Announcement
Author: Lessa Peter
On March 3, 2023, the Department of Interior Secretary Deb Haaland announced that significant action will be taken by the Department to restore bison populations as part of the new restoration and resilience framework. The action is in effort to help restore what was once 60 million American bison in North America that dwindled down to less than 500 due to uncontrolled hunting and a U.S. policy of eradication tied to controlling Tribes through their means of sustenance, shelter, and cultural ties.

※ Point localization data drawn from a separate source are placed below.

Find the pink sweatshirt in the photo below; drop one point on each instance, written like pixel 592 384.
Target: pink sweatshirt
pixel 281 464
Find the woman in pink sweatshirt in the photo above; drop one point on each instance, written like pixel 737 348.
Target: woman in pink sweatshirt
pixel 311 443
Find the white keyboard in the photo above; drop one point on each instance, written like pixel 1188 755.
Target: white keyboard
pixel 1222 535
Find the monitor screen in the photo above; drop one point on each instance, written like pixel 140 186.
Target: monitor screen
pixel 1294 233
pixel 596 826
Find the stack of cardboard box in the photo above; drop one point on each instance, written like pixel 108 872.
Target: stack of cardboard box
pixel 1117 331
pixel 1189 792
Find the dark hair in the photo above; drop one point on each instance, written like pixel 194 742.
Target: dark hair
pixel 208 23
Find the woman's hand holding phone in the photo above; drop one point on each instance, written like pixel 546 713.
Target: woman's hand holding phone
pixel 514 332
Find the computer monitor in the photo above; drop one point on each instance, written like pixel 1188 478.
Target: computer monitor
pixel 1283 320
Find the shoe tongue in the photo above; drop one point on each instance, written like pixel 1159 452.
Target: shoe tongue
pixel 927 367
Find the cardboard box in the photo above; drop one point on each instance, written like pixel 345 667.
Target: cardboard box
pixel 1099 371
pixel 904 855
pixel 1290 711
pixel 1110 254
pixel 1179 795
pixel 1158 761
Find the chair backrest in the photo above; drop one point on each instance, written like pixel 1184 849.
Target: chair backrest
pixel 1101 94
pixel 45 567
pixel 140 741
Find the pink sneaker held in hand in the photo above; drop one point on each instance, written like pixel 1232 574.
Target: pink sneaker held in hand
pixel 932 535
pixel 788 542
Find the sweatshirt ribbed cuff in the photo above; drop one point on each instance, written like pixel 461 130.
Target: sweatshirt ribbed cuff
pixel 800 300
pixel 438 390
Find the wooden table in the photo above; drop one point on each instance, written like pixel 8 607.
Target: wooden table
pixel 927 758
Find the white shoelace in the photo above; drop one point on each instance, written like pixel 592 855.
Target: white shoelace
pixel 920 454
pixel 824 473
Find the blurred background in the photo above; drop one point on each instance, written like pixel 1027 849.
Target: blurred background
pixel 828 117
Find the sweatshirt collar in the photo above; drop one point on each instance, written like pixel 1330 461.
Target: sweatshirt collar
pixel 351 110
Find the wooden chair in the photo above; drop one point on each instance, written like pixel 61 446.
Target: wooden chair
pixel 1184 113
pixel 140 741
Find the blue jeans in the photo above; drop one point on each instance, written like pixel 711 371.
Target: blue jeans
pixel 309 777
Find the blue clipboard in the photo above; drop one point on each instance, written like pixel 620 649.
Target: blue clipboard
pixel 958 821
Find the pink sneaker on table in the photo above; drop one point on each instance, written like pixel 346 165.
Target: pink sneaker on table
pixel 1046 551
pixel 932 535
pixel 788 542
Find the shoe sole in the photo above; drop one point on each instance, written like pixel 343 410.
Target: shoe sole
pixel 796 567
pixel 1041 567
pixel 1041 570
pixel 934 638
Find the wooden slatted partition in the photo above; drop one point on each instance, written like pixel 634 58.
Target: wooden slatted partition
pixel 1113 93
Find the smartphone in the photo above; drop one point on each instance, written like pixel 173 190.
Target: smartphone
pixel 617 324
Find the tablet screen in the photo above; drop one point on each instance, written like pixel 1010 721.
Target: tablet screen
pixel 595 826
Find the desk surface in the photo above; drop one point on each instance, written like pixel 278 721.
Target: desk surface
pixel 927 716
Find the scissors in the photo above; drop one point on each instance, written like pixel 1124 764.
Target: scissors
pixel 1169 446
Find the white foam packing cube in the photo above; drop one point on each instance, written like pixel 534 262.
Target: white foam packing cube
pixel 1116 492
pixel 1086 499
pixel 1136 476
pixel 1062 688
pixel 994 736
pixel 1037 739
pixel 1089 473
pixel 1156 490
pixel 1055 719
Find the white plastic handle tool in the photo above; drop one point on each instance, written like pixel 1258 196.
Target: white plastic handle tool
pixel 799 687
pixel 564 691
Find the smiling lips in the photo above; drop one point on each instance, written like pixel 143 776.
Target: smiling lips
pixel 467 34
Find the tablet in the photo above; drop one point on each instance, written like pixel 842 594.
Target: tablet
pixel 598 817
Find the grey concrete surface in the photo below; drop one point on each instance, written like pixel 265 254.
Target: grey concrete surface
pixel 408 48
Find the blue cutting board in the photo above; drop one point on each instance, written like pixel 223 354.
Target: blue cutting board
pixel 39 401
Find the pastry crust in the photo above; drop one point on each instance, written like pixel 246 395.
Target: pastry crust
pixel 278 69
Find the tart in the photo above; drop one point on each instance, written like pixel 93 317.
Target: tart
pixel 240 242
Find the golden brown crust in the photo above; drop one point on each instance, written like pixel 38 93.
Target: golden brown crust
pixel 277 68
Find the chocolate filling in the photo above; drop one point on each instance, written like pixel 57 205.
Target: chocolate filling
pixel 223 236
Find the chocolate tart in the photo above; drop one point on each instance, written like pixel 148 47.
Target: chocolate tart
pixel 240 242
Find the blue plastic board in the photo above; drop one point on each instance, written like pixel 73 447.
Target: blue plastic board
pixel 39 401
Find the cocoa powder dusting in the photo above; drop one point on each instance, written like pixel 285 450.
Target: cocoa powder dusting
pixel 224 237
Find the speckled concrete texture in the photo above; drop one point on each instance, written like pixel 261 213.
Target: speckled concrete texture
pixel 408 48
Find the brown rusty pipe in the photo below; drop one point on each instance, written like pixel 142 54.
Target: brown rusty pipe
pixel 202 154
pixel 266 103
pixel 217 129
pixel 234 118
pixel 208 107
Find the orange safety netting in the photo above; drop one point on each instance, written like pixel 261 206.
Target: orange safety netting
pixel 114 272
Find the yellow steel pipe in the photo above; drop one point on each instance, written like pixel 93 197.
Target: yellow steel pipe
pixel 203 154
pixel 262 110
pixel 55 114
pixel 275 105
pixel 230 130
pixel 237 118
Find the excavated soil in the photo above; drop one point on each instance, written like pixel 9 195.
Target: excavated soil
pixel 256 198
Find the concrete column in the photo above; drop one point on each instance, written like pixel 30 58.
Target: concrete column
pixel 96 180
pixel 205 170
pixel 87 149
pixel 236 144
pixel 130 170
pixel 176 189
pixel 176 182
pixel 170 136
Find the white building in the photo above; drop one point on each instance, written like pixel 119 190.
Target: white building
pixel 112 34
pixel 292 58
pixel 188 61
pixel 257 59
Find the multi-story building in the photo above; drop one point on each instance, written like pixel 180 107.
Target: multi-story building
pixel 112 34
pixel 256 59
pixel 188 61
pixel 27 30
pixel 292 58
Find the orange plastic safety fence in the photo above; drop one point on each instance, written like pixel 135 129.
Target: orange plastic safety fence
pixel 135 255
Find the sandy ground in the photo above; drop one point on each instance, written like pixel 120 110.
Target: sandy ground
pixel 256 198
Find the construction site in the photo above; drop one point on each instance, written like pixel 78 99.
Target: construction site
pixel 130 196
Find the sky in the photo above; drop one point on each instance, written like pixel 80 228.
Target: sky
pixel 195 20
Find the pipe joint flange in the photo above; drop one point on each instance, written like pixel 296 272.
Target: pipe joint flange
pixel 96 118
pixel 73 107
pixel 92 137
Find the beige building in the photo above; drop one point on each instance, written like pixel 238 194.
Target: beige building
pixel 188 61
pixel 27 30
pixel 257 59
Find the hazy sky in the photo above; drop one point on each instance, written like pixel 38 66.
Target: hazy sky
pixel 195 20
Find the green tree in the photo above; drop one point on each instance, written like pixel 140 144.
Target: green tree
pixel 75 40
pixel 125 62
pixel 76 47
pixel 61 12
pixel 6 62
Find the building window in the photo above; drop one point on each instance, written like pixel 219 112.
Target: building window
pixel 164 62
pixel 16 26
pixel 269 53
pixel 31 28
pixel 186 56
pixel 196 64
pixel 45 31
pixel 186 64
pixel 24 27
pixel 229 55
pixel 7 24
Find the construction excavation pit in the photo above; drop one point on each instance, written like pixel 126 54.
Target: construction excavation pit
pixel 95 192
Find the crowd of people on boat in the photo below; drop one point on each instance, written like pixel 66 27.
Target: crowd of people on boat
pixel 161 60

In support of the Secretary’s bison initiative, over the past seven years, the Bureau of Indian Affairs Division of Wildland Fire Management has provided Tribes with Reserved Treaty Rights Lands (RTRL) funding to use fire in various ways to support bison restoration. The RTRL program’s intent is to provide Tribes the opportunities to conduct Tribally-determined project work on ancestral lands regardless of ownership to enhance the health and resiliency of priority Tribal natural resources with high risks of wildland fire. As a historical cultural resource dating back over 10,000 years, bison restoration is a priority for Tribes throughout the nation.

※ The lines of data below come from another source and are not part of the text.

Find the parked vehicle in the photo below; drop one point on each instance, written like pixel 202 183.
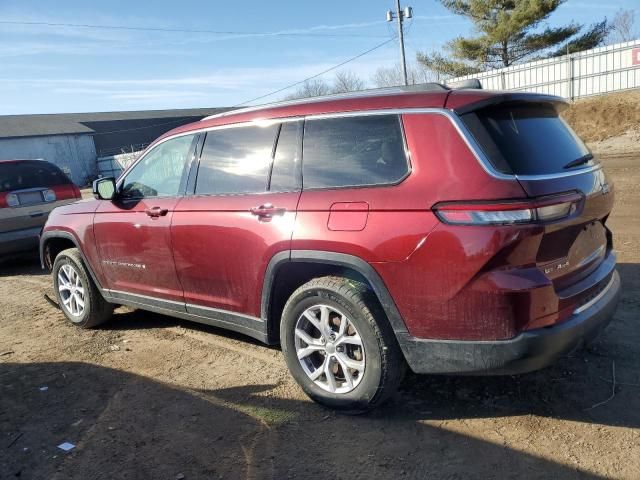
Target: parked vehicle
pixel 453 231
pixel 29 190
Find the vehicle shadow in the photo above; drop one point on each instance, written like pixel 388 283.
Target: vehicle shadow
pixel 128 426
pixel 27 263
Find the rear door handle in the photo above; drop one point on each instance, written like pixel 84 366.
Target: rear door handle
pixel 267 210
pixel 155 212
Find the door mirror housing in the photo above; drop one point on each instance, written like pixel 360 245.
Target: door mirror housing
pixel 104 188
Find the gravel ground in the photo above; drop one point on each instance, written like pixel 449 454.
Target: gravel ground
pixel 149 396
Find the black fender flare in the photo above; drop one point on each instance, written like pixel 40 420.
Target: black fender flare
pixel 49 234
pixel 337 259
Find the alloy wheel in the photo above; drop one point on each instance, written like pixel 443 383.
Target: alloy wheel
pixel 329 349
pixel 72 290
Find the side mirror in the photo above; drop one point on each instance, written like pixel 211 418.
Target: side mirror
pixel 104 188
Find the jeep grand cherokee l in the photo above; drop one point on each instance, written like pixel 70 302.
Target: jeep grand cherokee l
pixel 29 190
pixel 450 231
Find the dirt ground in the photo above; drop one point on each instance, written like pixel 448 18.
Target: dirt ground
pixel 151 397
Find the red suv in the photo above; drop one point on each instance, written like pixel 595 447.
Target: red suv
pixel 453 231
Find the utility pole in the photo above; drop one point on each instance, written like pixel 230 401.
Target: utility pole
pixel 400 15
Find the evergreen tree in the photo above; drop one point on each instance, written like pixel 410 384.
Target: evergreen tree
pixel 509 32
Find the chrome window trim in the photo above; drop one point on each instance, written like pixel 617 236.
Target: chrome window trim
pixel 455 120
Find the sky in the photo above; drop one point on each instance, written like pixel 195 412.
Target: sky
pixel 57 69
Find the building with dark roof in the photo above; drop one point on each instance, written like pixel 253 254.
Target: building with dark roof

From 2015 to 2018, the Confederated Salish Kootenai Tribes (CSKT) partnered with U.S. Fish and Wildlife Service to restore a National Bison Range on the 1.3-million-acre Flathead Indian Reservation in northwest Montana. The project used $480,000 of RTRL funds to create work for Tribal crews to monitor, research, administer mechanical, weed, and burn out treatments to land for forest restoration. In total, 920 acres of under burning, 320 acres of thinning, 60 acres of pile burning, and 611 acres of noxious weed treatments took place under the Nation Bison Range project.
Figure 1 - In 2017, prescribed burn ignitions burn through weeds and dead grass to restore bison range near the Flathead Indian Reservation.
In 2019, Bison Range 2 was established as an RTRL continuation project to build upon the great work from the previous National Bison Range project. Due to the success of the previous project, the budget was then increased to $1M in total. The Bison Range 2 project intent consisted of completing an infrastructure plan, forest inventory, programmatic burn plan, mechanical treatments and weed treatments, which were all key components to restore the land health. CSKT was grateful for the work that has been done in partnership with the USFWS over the last seven years and the bison restoration project is now in its final stages of completion.
Figure 2 - An additional photo of prescribed burn taking place for the National Bison Range project.
The Prairie Band Potawatomi (PBP) Nation, in northeast Kansas, administered its first RTRL project in 2017, the Buffalo Ridge Rx RTRL project, designed to enhance 411 acres for Bison grazing. Prescribed fire (Rx) uses fire as a restorative product to replenish the land. Eastern Red Cedar, an invasive tree species, had aggressively taken over the site choking out native grasses and wildflowers that bison rely on for sustenance. The PBP used RTRL funding to cut, pile, and burn the Red Cedar, followed by maintenance prescribed fire to further control, and re-establish a robust native grass environment. Buffalo Ridge continues to require prescribed burn maintenance prior to grazing, which removes a thick thatch that has little nutrition value and allows for more nutritional, soft grasses to flourish. Post RTRL treatment, the PBP Lands Department fenced the area and continues to utilize the site for bison management.
Figure 3 - American Bison graze in newly restored grasslands on The Prairie Band Potawatomi Indian Reservation in northeast, Kansas.
In FY2019, the Chickasaw Nation used RTRL funding to partner with the National Park Service (NPS) to apply Rx to a unit of land in the Chickasaw National Recreation Area (CNRA) located in Sulphur, Oklahoma. Part of CNRA is occupied by a herd of bison which are allowed to roam and graze in a designated area. 60 acres of the land received prescribed burn to restore grasslands in this unit of CNRA where a new bison pen was to be built. The RTRL project benefited multiple landowners including Tribal, private, and public properties by reducing overgrowth and fuel loading of the unit in addition to preparing the area for bison to be rotated in to graze.
In the recent restoration announcement, Secretary Deb Haaland noted, “While the overall recovery of bison over the last 130 years is a conservation success story, significant work remains to not only ensure that bison will remain a viable species but also to restore grassland ecosystems, strengthen rural economies dependent on grassland health and provide for the return of bison to Tribally owned and ancestral lands.”
In support of the Department’s efforts to restore the American Bison species and integrate Indigenous Knowledge into our shared stewardship goals, BIA Division of Wildland Fire management will continue its work to replenish natural grasslands and shelter to support bison populations.
In FY2022, the BIA Division of Wildland Fire Management provided a total of $11M of RTRL funding to Tribes, the Division expects to continue to support national resource and fuels management projects like bison restoration with FY2023 RTRL funding.